Es ist eine ungewöhnliche, vielleicht sogar eine außergewöhnliche Laufbahngestaltung, für die sich der vielseitige Mittelfeldspieler entschieden hat. Und an deren Ende trotz vieler Angebote und anderer Optionen vielleicht nur zwei Vereine stehen werden: Bayer 04 Leverkusen und Borussia Dortmund. 16 Jahre lang hat Castro unter dem Bayer-Kreuz gespielt; zwei Jahre sind es jetzt beim BVB, drei weitere sind vertraglich fixiert. Von seinem Geburtsort Wuppertal aus würde Castro sich dann einmal 30 Kilometer Luftlinie in Richtung Südwesten und einmal 40 Kilometer Luftlinie nach Nordosten bewegt haben. Anders als auf dem Spielfeld ist dieser Aktionsradius überschaubar. Deshalb reden wir zuallererst auch über . . .

. . . Kontinuität und Konstanz:

„Es ist ja offensichtlich, dass ich eher nicht der Typ Wandervogel bin. Ich habe so lange in Leverkusen gespielt, weil ich mich dort sehr wohl gefühlt habe. Der Wechsel nach Dortmund entsprang dann aus dem Impuls heraus, meinem Fußballleben einen neuen Kick geben zu wollen, noch einmal einen anderen Dreh. Aber auch bei dieser Entscheidung habe ich nicht zuletzt auf meinen Bauch gehört. Ganz wichtig war, dass ich beim BVB von vorneherein das Gefühl hatte: Das passt! Und so hat es sich ja dann auch herausgestellt.“

Wobei der Routinier in Dortmund keinen Kaltstart von 0 auf 100 hingelegt hat. Ein wenig Anlauf- und Anpassungszeit er benötigt. Grund dafür waren weniger der neue Klub, die neue Stadt, die neuen Teamkollegen, der neue Trainer. Grund war vielmehr . . .
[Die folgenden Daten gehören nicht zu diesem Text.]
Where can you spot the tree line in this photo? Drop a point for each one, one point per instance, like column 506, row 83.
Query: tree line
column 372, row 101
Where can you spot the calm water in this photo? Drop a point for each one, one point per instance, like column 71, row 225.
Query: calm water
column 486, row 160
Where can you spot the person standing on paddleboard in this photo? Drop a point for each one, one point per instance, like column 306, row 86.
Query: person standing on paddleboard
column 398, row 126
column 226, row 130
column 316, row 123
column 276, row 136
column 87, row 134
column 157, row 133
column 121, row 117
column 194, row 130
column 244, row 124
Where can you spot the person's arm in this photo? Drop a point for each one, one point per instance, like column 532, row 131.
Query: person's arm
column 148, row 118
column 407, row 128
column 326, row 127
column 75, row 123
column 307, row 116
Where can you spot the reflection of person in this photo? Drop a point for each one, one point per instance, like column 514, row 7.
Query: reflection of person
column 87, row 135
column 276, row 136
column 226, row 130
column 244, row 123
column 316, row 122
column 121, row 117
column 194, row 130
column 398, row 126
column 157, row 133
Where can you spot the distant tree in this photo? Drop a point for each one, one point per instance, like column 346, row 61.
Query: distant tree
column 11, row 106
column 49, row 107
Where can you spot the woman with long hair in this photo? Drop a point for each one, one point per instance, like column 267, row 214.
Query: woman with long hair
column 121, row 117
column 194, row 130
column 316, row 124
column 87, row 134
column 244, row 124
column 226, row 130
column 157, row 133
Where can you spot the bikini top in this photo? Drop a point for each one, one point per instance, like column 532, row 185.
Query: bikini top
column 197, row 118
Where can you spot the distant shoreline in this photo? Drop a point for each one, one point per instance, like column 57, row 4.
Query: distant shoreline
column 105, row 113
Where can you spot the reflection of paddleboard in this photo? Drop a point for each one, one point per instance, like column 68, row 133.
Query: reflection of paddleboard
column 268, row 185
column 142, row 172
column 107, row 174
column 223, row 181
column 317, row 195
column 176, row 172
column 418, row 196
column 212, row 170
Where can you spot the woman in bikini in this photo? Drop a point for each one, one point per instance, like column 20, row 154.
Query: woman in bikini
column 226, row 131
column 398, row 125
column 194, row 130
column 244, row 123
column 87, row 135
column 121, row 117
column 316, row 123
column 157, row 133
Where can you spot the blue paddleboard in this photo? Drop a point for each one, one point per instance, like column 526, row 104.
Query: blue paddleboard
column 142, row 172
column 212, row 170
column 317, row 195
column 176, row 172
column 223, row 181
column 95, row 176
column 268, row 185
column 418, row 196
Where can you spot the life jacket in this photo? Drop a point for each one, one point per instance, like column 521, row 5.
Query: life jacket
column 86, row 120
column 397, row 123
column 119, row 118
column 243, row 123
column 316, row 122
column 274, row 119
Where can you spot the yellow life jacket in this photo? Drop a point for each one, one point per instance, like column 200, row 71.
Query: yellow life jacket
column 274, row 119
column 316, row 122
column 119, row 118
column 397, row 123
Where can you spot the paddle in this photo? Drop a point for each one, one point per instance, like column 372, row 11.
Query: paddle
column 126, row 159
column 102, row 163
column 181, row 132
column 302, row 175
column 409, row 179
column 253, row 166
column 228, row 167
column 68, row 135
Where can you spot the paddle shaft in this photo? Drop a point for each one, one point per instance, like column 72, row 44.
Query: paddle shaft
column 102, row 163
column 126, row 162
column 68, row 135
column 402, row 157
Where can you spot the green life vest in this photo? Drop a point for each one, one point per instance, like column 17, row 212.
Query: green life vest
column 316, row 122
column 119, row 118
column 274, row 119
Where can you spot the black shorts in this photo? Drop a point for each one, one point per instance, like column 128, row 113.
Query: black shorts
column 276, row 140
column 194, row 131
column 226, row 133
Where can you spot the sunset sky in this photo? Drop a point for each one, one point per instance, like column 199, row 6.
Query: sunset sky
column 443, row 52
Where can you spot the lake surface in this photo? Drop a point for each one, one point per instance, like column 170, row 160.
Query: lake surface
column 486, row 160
„. . . dass der Wechsel von Leverkusen nach Dortmund eine Nummer größer war als ich selbst gedacht habe. Was ich sagen will, ist: Ich war 27, hatte jahrelange Bundesliga-Erfahrung, habe mit Leverkusen regelmäßig international gespielt, auch gegen die ganz großen Klubs. Ich hatte ja auch zig Mal gegen den BVB gespielt. Eigentlich kennt man das alles ja. Aber dann kommst du zur Borussia – und plötzlich spürst du, was dieser Begriff „Traditionsklub“ wirklich bedeutet. Hier in Dortmund ist nicht ein- oder zweimal in der Woche Fußball. Hier ist Fußball sieben Tage die Woche, 24 Stunden am Tag. Diese Energie, die fließt, ganz egal wohin wir kommen – das ist der Wahnsinn, und das war auch für einen erfahrenen Spieler wie mich neu. Ich muss zugeben, dass ich das unterschätzt hatte. Ich musste das alles für mich selbst sortieren. Heute sage ich: Es ist eine Riesenerfahrung, bei diesem Verein spielen zu dürfen.“

Inzwischen hat sich Gonzalo Castro längst eingelebt. Sportlich hat er sich durchgesetzt. Castro ist Stammspieler. Wobei Stammspieler bei einem Klub Borussia Dortmund nicht bedeutet, dass man grundsätzlich in der Startelf steht und grundsätzlich 90 Minuten durchspielt.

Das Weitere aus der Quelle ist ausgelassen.